My Week in Manga: December 7-December 13, 2015

My News and Reviews

Okay! Last week I submitted my promotion dossier at work, which means I’ll be able to start paying more attention to Experiments in Manga again. I still have a few other life things preoccupying me at the moment, but I’m hoping to get back to my normal posting schedule by the beginning of the new year if not before. That being said, I only posted one in-depth review last week. Soji Shimada’s classic mystery novel The Tokyo Zodiac Murders was recently re-released in English, which seemed as good an excuse as any to get around to reading it. According to this interview with Shimada, if The Tokyo Zodiac Murders does well, the next book in the series might be translated, too, which I would definitely like to read.

As for other interesting things found online: Seven Seas’ ten-day licensing spree has now wrapped up. (The new license tag on Seven Seas’ tumblr is probably still the easiest place to see them all at once.) Out of all the announced titles the one I’m most curious about is Ichiya Sazanami’s Magia the Ninth which features master composers as demon hunters with music-based magic. (Sazanami is the creator of Black Bard which I likewise couldn’t resist because of the combination of music and magic.) And in case you need to catch up on all of the anime, manga, and light novel licenses announced in 2015, Reverse Thieves has you covered. Also of note, Manga Brog has translated an excerpt of an interesting interview of Kentaro Miura, the creator of Berserk.

Quick Takes

Captain Ken, Volume 1Captain Ken, Volumes 1-2 by Osamu Tezuka. I think that I’ve mentioned here before that I happen to have a particular fascination with Mars, which was one of the primary reasons that I was interested in reading Captain Ken. Of course, it didn’t hurt that series was also created by Tezuka. (Though granted, I would love to see more classic manga that isn’t by Tezuka released in English.) Captain Ken is basically a western in space—Mars has been deliberately developed to be reminiscent of the American Southwest, the primary mode of transportation is by (robotic) horse, and the Martians have met with the same tragic fate as the Native Americans. The series is an odd mashup of science fiction and western genre tropes and American history, including references to World War II and the dropping of the atomic bomb. (The portrayal of Americans, perhaps justifiably, isn’t especially flattering.) Captain Ken explores the same themes of anti-war and anti-discrimination found in many of Tezuka’s other manga.
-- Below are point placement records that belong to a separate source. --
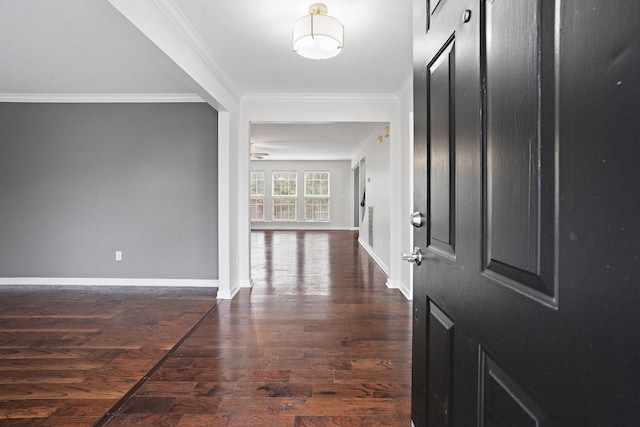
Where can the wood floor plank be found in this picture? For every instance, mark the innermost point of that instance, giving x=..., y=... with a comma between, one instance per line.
x=318, y=341
x=315, y=342
x=66, y=354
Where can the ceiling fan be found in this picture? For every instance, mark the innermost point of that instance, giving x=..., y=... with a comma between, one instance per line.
x=258, y=156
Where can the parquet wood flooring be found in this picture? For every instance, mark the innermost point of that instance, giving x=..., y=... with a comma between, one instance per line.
x=318, y=341
x=68, y=354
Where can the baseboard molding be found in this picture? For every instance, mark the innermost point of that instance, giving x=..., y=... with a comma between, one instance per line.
x=373, y=255
x=92, y=281
x=404, y=289
x=293, y=226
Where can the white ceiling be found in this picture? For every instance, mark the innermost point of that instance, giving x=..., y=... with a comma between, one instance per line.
x=310, y=141
x=87, y=47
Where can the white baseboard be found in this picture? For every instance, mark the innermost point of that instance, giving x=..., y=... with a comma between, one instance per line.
x=404, y=289
x=93, y=281
x=303, y=226
x=373, y=255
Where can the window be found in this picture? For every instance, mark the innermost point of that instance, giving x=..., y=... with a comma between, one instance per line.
x=257, y=195
x=284, y=196
x=316, y=196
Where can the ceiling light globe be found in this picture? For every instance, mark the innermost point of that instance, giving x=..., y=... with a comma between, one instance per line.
x=318, y=36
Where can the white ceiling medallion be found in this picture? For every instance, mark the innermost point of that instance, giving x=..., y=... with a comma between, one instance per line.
x=318, y=35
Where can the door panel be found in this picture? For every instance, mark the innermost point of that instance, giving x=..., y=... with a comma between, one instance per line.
x=525, y=164
x=440, y=367
x=518, y=253
x=502, y=402
x=442, y=150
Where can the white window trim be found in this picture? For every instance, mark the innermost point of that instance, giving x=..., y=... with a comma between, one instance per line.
x=255, y=196
x=314, y=196
x=275, y=196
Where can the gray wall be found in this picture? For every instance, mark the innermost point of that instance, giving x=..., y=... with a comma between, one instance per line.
x=81, y=181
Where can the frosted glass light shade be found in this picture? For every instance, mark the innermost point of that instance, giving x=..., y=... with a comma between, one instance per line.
x=318, y=36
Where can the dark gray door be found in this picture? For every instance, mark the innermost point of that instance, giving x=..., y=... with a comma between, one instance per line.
x=527, y=137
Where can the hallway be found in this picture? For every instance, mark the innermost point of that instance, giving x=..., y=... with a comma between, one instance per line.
x=318, y=341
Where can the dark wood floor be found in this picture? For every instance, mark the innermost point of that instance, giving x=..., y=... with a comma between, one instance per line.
x=69, y=354
x=318, y=341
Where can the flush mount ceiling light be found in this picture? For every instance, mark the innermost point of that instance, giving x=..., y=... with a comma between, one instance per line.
x=318, y=35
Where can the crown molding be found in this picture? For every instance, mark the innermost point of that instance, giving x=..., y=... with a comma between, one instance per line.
x=86, y=98
x=320, y=97
x=174, y=15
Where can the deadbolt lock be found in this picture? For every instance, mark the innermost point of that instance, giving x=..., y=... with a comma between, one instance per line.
x=414, y=257
x=417, y=219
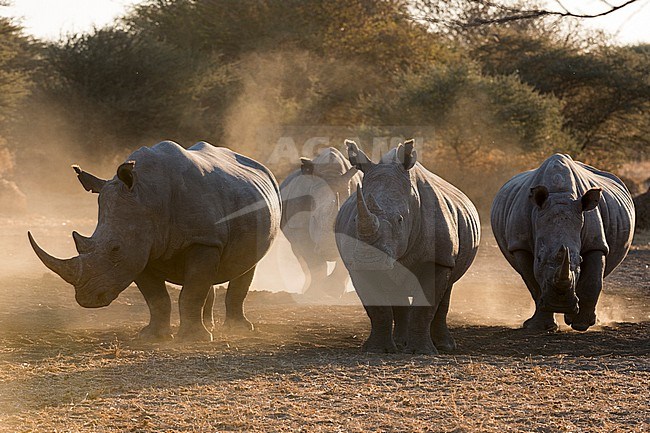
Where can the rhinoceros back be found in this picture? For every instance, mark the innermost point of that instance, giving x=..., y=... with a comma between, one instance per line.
x=609, y=228
x=211, y=196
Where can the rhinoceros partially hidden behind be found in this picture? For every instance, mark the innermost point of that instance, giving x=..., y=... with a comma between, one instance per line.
x=195, y=217
x=563, y=227
x=406, y=238
x=311, y=197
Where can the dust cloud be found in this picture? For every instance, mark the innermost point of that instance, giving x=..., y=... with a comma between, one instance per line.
x=491, y=293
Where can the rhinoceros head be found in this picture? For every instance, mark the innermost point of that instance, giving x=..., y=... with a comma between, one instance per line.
x=558, y=219
x=383, y=220
x=118, y=250
x=329, y=187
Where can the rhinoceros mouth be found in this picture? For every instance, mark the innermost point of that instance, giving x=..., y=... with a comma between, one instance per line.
x=93, y=295
x=557, y=307
x=96, y=299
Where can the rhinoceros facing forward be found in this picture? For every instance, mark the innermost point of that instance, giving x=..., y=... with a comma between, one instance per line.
x=563, y=227
x=194, y=217
x=406, y=238
x=311, y=198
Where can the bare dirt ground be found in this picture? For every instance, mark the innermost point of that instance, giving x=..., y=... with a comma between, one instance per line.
x=65, y=368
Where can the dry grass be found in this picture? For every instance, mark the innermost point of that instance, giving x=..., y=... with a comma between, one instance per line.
x=64, y=368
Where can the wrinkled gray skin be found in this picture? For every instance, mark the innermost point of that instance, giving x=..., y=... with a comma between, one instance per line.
x=311, y=197
x=563, y=227
x=192, y=217
x=406, y=233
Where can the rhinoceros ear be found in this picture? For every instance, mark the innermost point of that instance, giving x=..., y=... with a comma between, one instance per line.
x=407, y=155
x=88, y=181
x=125, y=174
x=348, y=175
x=358, y=159
x=307, y=166
x=590, y=199
x=538, y=195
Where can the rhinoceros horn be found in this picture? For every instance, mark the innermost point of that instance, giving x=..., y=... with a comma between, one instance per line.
x=368, y=223
x=563, y=274
x=68, y=269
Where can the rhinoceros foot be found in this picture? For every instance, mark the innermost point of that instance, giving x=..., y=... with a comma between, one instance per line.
x=187, y=335
x=374, y=345
x=541, y=322
x=420, y=348
x=580, y=322
x=445, y=343
x=238, y=325
x=155, y=333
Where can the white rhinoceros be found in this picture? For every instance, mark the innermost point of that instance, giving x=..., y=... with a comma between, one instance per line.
x=195, y=217
x=406, y=238
x=563, y=227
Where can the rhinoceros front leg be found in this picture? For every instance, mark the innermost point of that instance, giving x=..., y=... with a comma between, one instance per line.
x=440, y=334
x=588, y=290
x=434, y=282
x=208, y=310
x=155, y=294
x=201, y=264
x=314, y=268
x=375, y=298
x=337, y=280
x=541, y=320
x=235, y=295
x=400, y=330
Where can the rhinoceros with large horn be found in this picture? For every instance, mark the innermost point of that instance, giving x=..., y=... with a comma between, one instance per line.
x=406, y=237
x=311, y=197
x=194, y=217
x=563, y=226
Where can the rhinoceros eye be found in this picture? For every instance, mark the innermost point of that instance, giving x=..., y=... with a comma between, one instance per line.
x=114, y=252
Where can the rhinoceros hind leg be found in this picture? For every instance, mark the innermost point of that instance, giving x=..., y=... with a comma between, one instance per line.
x=235, y=295
x=151, y=333
x=381, y=331
x=440, y=334
x=155, y=294
x=541, y=321
x=201, y=265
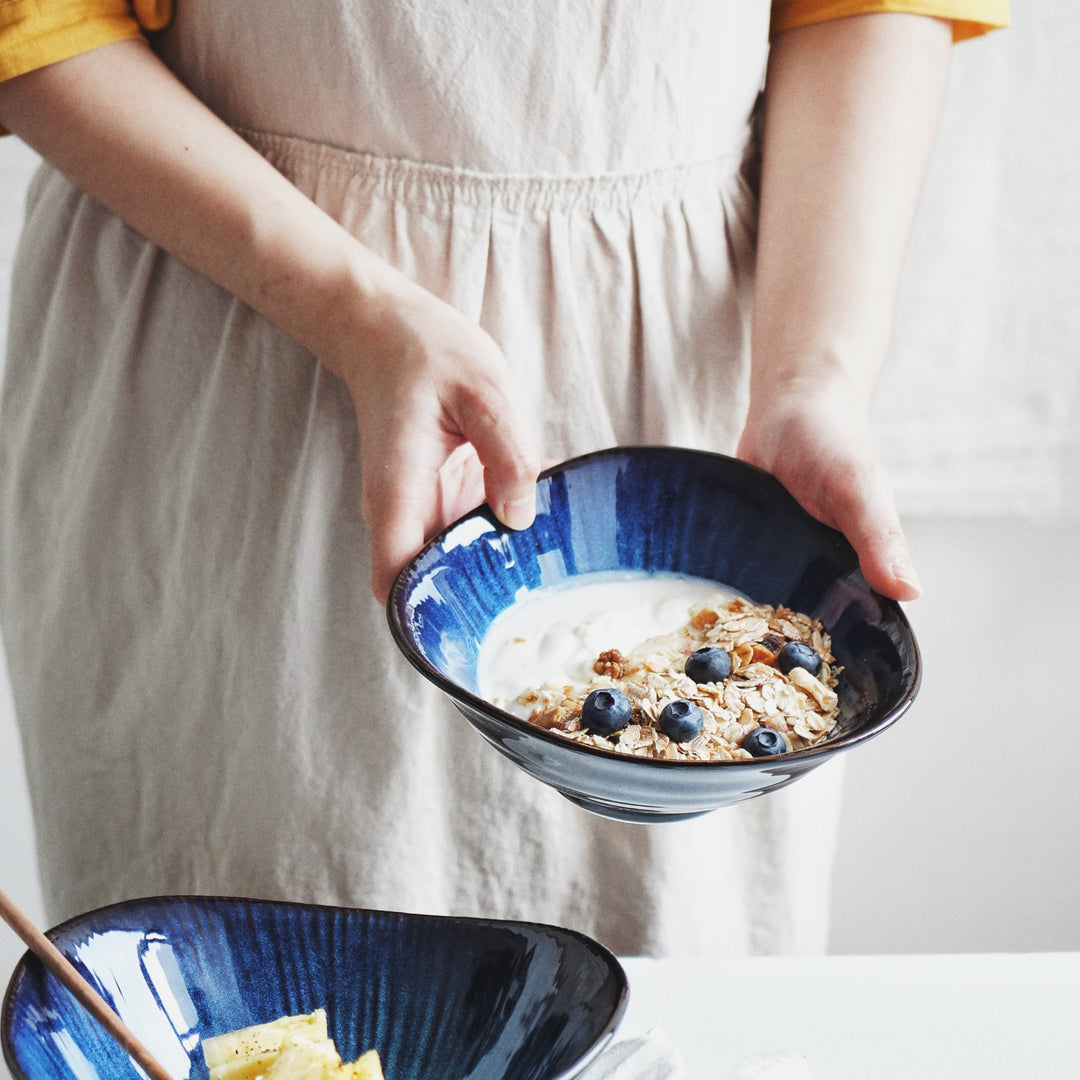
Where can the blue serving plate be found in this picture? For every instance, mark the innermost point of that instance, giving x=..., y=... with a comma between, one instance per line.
x=440, y=998
x=653, y=509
Overall, it’s an entertaining adventure story with a rather bittersweet ending.

Cross Game, Omnibus 6Cross Game, Omnibuses 6-8 (equivalent to Volumes 12-17) by Mitsuru Adachi. I still don’t have much of an interest in baseball when it comes to real life, but I’m completely invested in the sport when it comes to Cross Game. I’ve come to care tremendously about the characters in the series and, because baseball is incredibly important to so many of them, by proxy the baseball is important to me as well. Cross Game‘s last three omnibuses focus on the final year of high school baseball for Ko and his classmates. In fact, the eighth omnibus is almost entirely devoted to a single game—the last opportunity for the Seishu team to make Wakaba’s dream of seeing them play at summer Koshien a reality. They’ve worked hard as a team and have several players who are individually impressive as well, but that never guarantees a win. I’ve watched the Cross Game anime series, which turns out to have been a very faithful adaptation, so I knew how things would end. Even so, the manga is incredibly engaging and has a ton of heart. I never expected to be so taken with a baseball manga, but Cross Game is excellent.
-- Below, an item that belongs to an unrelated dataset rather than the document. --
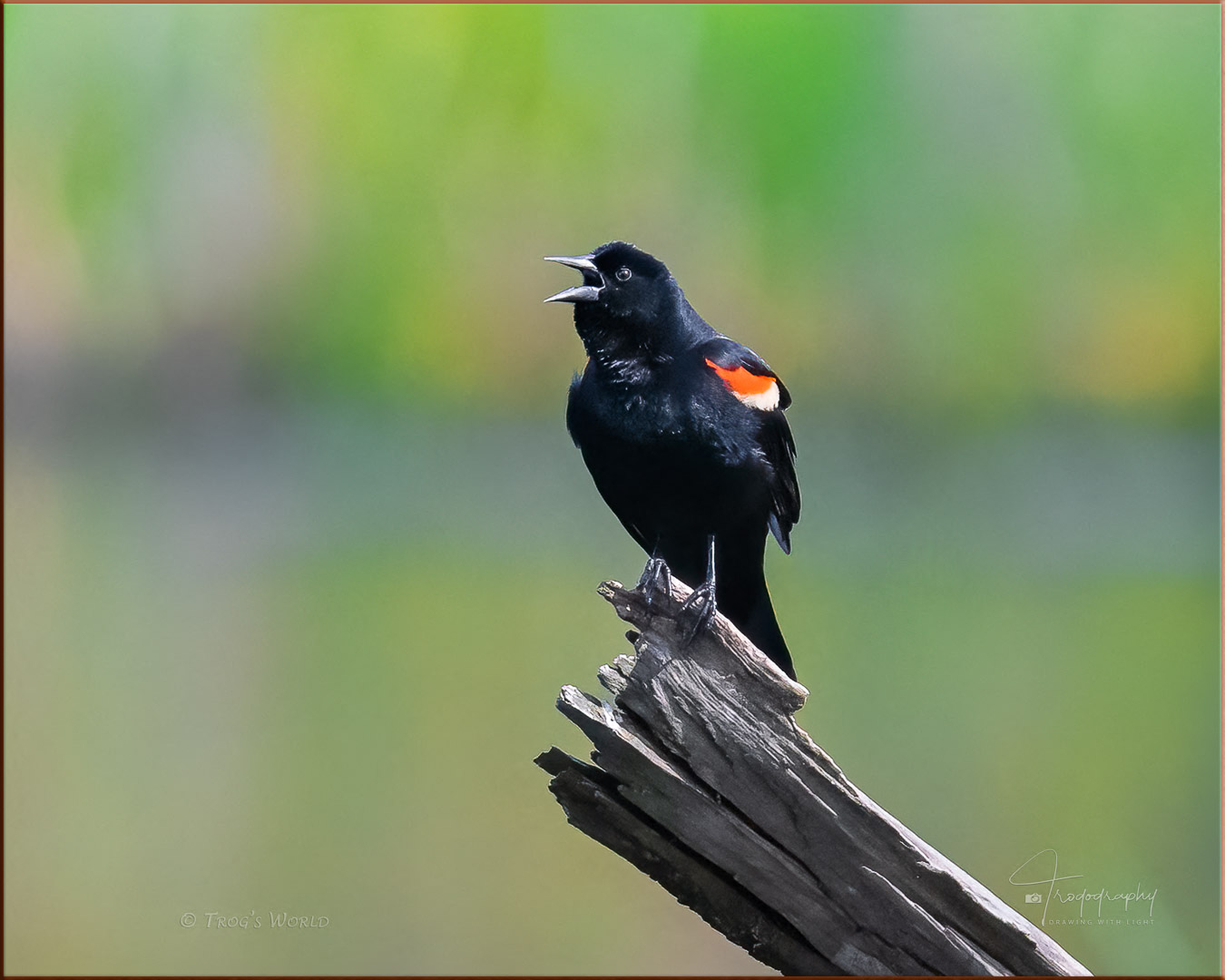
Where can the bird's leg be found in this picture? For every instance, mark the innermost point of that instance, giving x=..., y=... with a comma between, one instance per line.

U Don't Know MeU Don’t Know Me by Rakun. After a somewhat dubious beginning, I ended up really enjoying U Don’t Know Me. Plot-wise there’s a lot packed into this one-volume boys’ love manhwa and the characterization is quite good as well. Seyun and Yoojin are childhood friends who have only recently come to realize that they share feelings for each other which are much more lustful in nature. While the manhwa is primarily about Seyun and Yoojin and the evolution of their friendship into a romance, their relationships with their friends and families are also extremely important to the story. Context is provided for their love for earch another and the implications of that love. My favorite part of U Don’t Know Me was actually the response of the boys’ parents upon discovering their sons’ intimate relationship. Initially they were shocked and upset, but they ultimately give their love and support and are very involved in ensuring the well-being of both young men. The realistic portrayal of this sort of positive acceptance seems to be something of a rarity in boys’ love, so it makes me particularly happy when I see it.